Opinion
No. 4:09-CV-72.
September 24, 2010
REPORT AND RECOMMENDATION
Before the Court is Plaintiff's motion for attorney's fees under the Equal Access to Justice Act ("EAJA"),28 U.S.C. § 2412(d) [Doc. 18]. Defendant has not objected to Plaintiff's motion. This matter has been referred to the undersigned for a report and recommendation pursuant to 28 U.S.C. § 636(b) andFed.R.Civ.P. 72(b). See In re: Referral of Social Security Cases, SO-09-01 (Feb. 2009).
I. ENTITLEMENT TO FEES
In order to recover attorney's fees under the EAJA, four conditions must be met: (1) the plaintiff must be a prevailing party; (2) the application for attorney's fees, including an itemized justification for the amount requested, must be filed within 30 days of the final judgment in the action; (3) no special circumstances warranting denial of fees may exist; and (4) the government's position must be without substantial justification. 28 U.S.C. § 2412(d). See also Damron v. Comm'r of Soc. Sec., 104 F.3d 853, 855 (6th Cir. 1997). I FIND Plaintiff has met all of the requirements to receive EAJA fees.
First, the Court granted Plaintiff's motion for a sentence four remand, and Defendant does not dispute Plaintiff is a prevailing party [Doc. 17]. See Shalala v. Shaefer, 509 U.S. 292, 302 (1993) ("A sentence-four remand, of course, is a judgment for the plaintiff."). Second, Plaintiff has timely submitted an itemized explanation of the fee request, which the Court finds adequate to support the request [Doc. 18]. Third, Defendant bears the burden of proof to show his position was substantially justified, Peck v. Comm'r of Soc. Sec., 165 F. App'x 443, 446 (6th Cir. 2006), and Defendant has declined to attempt any such showing. Finally, the Court finds no special circumstances warranting denial of fees.
II. AMOUNT OF FEES
I CONCLUDE Plaintiff is therefore entitled to his reasonable attorney's fees. See 28 U.S.C. § 2412(d)(2)(A) ("`fees and other expenses' includes . . . reasonable attorney fees"). The requested rates of $170 per hour for attorney fees and $60 per hour for paralegal services, however, I FIND to be unsupported on the current record. An attorney fee award under the EAJA cannot exceed $125 per hour unless justified by increases in the cost of living. 28 U.S.C. § 2412(d)(2)(A). In this district, cost of living adjustments are computed by the formula established in Cook v. Barnhart, 246 F. Supp. 2d 908, 910 (E.D. Tenn. 2003). In 2008, the proper rate for attorney compensation under the EAJA was determined to be $159 per hour. Branson v. Astrue, 2008 WL 2498111, at *2 (E.D. Tenn. 2008). Because Plaintiff has not supported his motion with a computation of the hourly rate for 2009 and 2010 under Cook, I RECOMMEND Plaintiff be awarded attorney fees in the amount of $159 per hour for 12 hours, for a total of $1,908.00. Similarly, the rate of compensation for paralegal services was determined in 2008 to be $50 per hour. Branson, 2008 WL 2498111, at *2. Plaintiff has not shown why this rate should be increased, and I therefore RECOMMEND Plaintiff be compensation for paralegal services in the amount of $50 per hour for 3.5 hours, for a total of $175.00. The fee award is payable directly to Plaintiff. See Bryant v. Comm'r of Soc. Sec., 578 F.3d 443, 448 (6th Cir. 2009) ("Like the Fourth, Tenth, and Eleventh Circuits, we are persuaded by the plain language of the EAJA and conclude that the prevailing party, and not her attorney, is the proper recipient of attorney fees under the EAJA.").

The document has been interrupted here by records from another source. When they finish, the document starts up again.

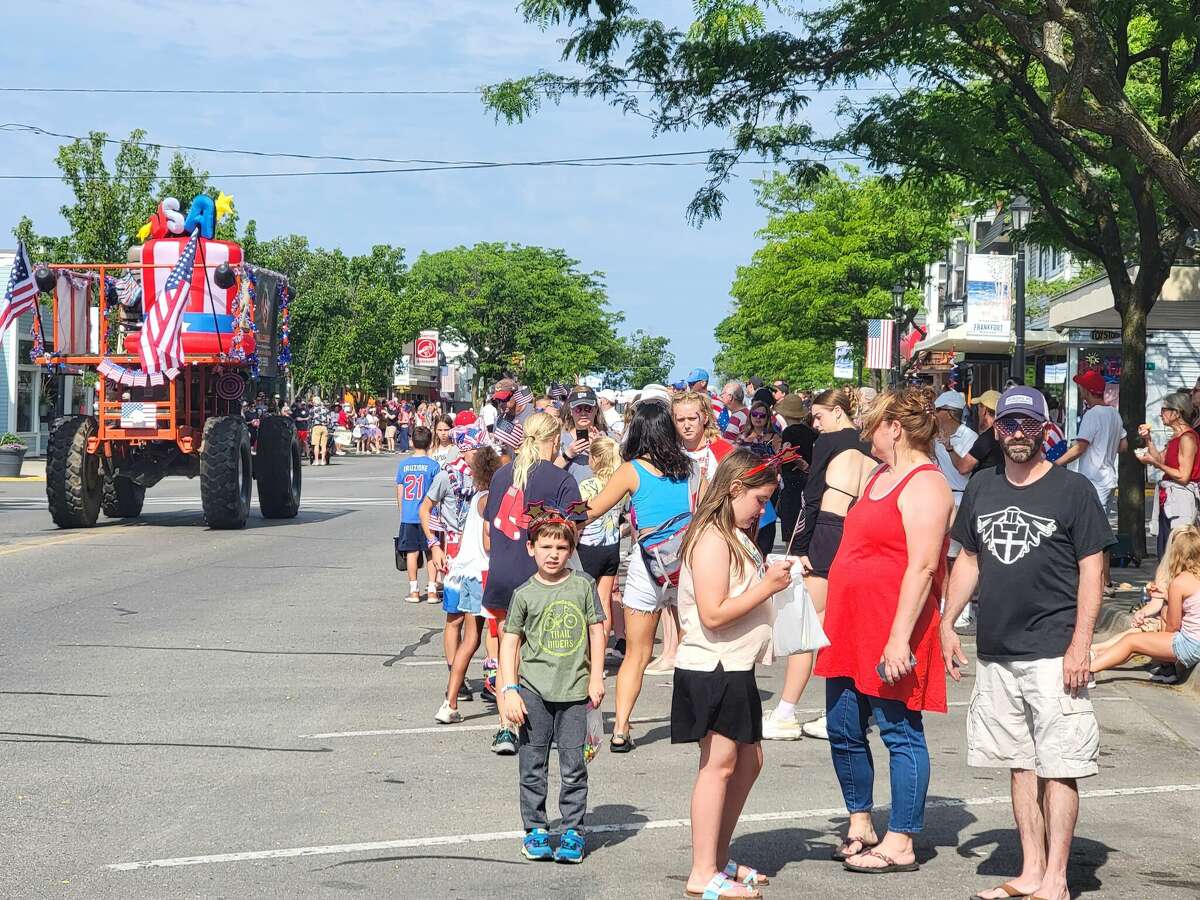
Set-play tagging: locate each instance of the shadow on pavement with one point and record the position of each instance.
(22, 737)
(771, 851)
(1087, 857)
(611, 814)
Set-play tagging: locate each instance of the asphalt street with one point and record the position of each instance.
(189, 713)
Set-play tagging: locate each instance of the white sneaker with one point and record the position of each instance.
(447, 715)
(816, 729)
(780, 729)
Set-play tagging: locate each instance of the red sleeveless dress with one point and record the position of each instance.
(864, 587)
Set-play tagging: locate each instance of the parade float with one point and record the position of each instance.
(177, 336)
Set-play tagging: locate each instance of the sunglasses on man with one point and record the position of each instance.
(1012, 424)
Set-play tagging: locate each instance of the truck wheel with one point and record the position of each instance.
(226, 478)
(277, 468)
(123, 498)
(73, 484)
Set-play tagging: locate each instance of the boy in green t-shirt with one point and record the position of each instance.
(557, 623)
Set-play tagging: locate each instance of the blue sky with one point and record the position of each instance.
(663, 274)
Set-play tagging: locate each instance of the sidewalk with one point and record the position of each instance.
(1115, 613)
(31, 469)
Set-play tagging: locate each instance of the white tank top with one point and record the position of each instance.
(472, 561)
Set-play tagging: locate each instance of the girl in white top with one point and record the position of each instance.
(467, 570)
(726, 622)
(1180, 639)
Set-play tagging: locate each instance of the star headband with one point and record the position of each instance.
(781, 459)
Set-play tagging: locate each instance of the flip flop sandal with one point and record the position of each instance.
(843, 852)
(1007, 887)
(624, 747)
(754, 877)
(888, 868)
(718, 887)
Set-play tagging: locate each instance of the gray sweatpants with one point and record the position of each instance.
(567, 725)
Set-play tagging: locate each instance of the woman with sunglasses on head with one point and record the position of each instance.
(840, 465)
(885, 653)
(1179, 462)
(657, 477)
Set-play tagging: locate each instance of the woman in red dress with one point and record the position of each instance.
(885, 657)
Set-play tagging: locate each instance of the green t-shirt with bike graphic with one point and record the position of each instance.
(553, 621)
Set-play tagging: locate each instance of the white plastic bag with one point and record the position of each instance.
(594, 739)
(797, 627)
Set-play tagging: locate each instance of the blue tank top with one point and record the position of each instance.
(657, 499)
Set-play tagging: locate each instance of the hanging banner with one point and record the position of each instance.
(843, 360)
(425, 351)
(989, 295)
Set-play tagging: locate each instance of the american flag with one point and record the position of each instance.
(22, 293)
(161, 346)
(879, 343)
(509, 432)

Accordingly, subject to the limitations explained above, I RECOMMEND Plaintiff's motion for attorney's fees under the EAJA [Doc. 18] be GRANTED IN PART and Plaintiff be awarded attorney's fees in the amount of $2,083.00.
Any objections to this report and recommendation must be served and filed within fourteen (14) days after service of a copy of this recommended disposition on the objecting party. Such objections must conform to the requirements of Rule 72(b) of the Federal Rules of Civil Procedure. Failure to file objections within the time specified waives the right to appeal the district court's order. Thomas v. Arn, 474 U.S. 140, 149 n. 7 (1985). The district court need not provide de novo review where objections to this report and recommendation are frivolous, conclusive and general. Mira v. Marshall, 806 F.2d 636, 637 (6th Cir. 1986). Only specific objections are reserved for appellate review. Smith v. Detroit Fed'n of Teachers, 829 F.2d 1370, 1373 (6th Cir. 1987).